Back in her native Poland, Sonia Jozajtis’ aunt prepares coffee traditionally. Beans are ground and swirled in hot water. The grounds are allowed to settle. At the table, one then drinks until they reappear on the tongue, coffee and ritual intertwined.
Given this background, it’s unsurprising that Jozajtis and the other minds behind High Voltage Seafront Cafe, a pop-up-gone-permanent on the Asbury Park boardwalk, have achieved such a textured vibe. The cafe space opened this June after a successful a 2016 summer pop-up run, and synthesizes the vision of Jozajtis, her partner Jason Thomson, Allison Trautwein, and Mike Caliendo.
The common denominator here is an intentionality about the coffee, the food, and the experience, delivered in a space that feels like the living room of plugged-in friends who manage not to take themselves too seriously.
“We built everything ourselves,” says Thomson, who is also the editor/creative director of the local alt-weekly triCityNews. “From a design perspective, I like the look of a worn-in space. Like an old pair of blue jeans, it has more soul.” Everything from the hand-lettered logo to the custom counters and blues-meets-indie soundtrack feeds an urban/beach mash-up vibe equally ready for the freelance set and the sun-seekers.
“It brings people to another place,” Trautwein says.
The design also draws on Thomson and Jozajtis’ travels, including jaunts back to Poland. Let’s set the scene. You’re lounging on an avocado-hued loveseat with a lavender latte in hand. Morning sun streams through the floor-to-ceiling windows as it rises over the Atlantic and dances across a back wall painted “High Voltage blue.” The cafe—all raw tables and vintage chairs, all artfully strewn magazines and hand-mounted subway tile—radiates with early light.
It’s Asbury Park with a Euro twist, and it fits. The city is known for its mash-up of moods and cultures, deliciously eclectic. There is Convention Hall, its swirling plaster seashells evoking another heyday. There are girls in pin-up bathing suits, mural artists, and folks carrying throwback boom boxes. Then there’s the beach, punctuated by a riot of rainbow umbrellas. The city draws a raucous crowd, but a friendly one.
“There’s no city like this on the East Coast,” says Jozajtis, a Poland-to-Brooklyn-to-Asbury transplant who also owns lifestyle brand Nomad Asbury and glamping company Wanderland Popup Hotel with Thomson. (Sensing a theme?)
The food program at High Voltage continues Jozajtis’ international bent, with notes of Balkan, Euro, and other global elements. “You always remember the flavors from when you travel,” she says. So, she worked to create a sense of adventure with a menu heavy on healthy options that still read like an indulgence. On weekends, that includes seasonal pierogis and flatbread pizzas, a riff on Polish street food. The team also tapped neighbor-bakers Medusa Stone Fired Kitchen, who churn out killer wood-fired bread for open-faced sandwiches, along with traditional Polish pastries like rogal.
Since its pop-up days, High Voltage has seen rising energy in Asbury’s coffee scene. “It really feels like a coffee community here now,” Jozajtis says.
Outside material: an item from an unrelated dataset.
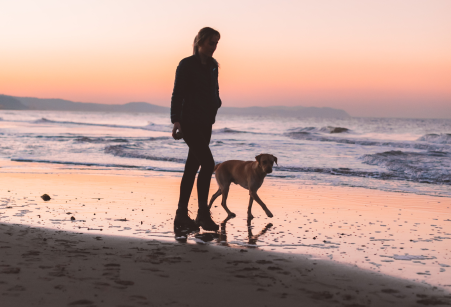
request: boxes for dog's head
[255,154,277,174]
Case in point: the team tapped Maiden Coffee Roasters, a new offshoot of the ever-popular Cafe Volan, as one of two New Jersey roasters. “I like the way they roast,” says Caliendo
After three years honing his coffee cred at Jersey Shore roaster and shop Rook Coffee, Caliendo brought a passion for exploring the potential of each roast to the High Voltage team as manager. By his second day on the job, the infectiously enthusiastic employee knew he wanted all in—he’s now a co-owner.
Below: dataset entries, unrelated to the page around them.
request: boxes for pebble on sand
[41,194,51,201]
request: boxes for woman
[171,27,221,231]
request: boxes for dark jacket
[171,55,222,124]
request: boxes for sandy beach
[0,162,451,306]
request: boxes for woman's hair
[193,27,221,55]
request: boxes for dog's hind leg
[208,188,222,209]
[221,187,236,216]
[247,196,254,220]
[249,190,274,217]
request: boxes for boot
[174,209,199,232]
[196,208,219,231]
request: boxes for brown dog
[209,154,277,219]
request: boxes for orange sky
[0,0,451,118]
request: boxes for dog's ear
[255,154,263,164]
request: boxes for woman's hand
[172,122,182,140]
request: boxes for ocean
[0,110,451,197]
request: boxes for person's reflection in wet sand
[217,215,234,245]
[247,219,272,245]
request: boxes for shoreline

Single-origin pour-overs (roasted by Maiden) are prepped on a picture-pretty Yama Silverton, or available as Japanese style hot brewed over ice. Batch-brewed coffee gets the FETCO treatment, and relies on the Humble Jefferson blend from Jersey City-based ModCup, who also provide the espresso that makes its way to a La Marzocco Linea Classic. A Mazzer grinder rounds out the equipment.
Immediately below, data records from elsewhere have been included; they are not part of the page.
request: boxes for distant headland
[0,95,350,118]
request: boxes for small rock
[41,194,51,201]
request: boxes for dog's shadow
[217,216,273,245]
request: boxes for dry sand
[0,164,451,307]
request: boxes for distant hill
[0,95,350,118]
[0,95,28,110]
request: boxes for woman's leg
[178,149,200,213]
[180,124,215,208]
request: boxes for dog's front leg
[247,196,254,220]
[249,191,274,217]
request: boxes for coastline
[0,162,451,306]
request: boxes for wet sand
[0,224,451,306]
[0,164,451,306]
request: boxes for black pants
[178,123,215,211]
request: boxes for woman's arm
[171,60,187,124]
When the boardwalk spot surfaced, High Voltage was already planning a Springwood Street location—part coffee shop and cafe, part streamlined grocery stocked with local, sustainable goods, it will be part of Asbury Park’s new transit village—slated for fall. But despite the huge task of building two cafes at once, they couldn’t resist.
“It was full throttle,” Trautwein says. The hustle paid off. When you’re sitting on the boardwalk with a coffee in hand, you’re definitely doing summer right—but don’t think of High Voltage as seasonal. Come winter, the team envisions Euro-style days on the boards.
“I want to bring that European vibe into Asbury,” Jozajtis says. “Wrap yourself in a blanket, drink hot cocoa, and stare at the ocean.”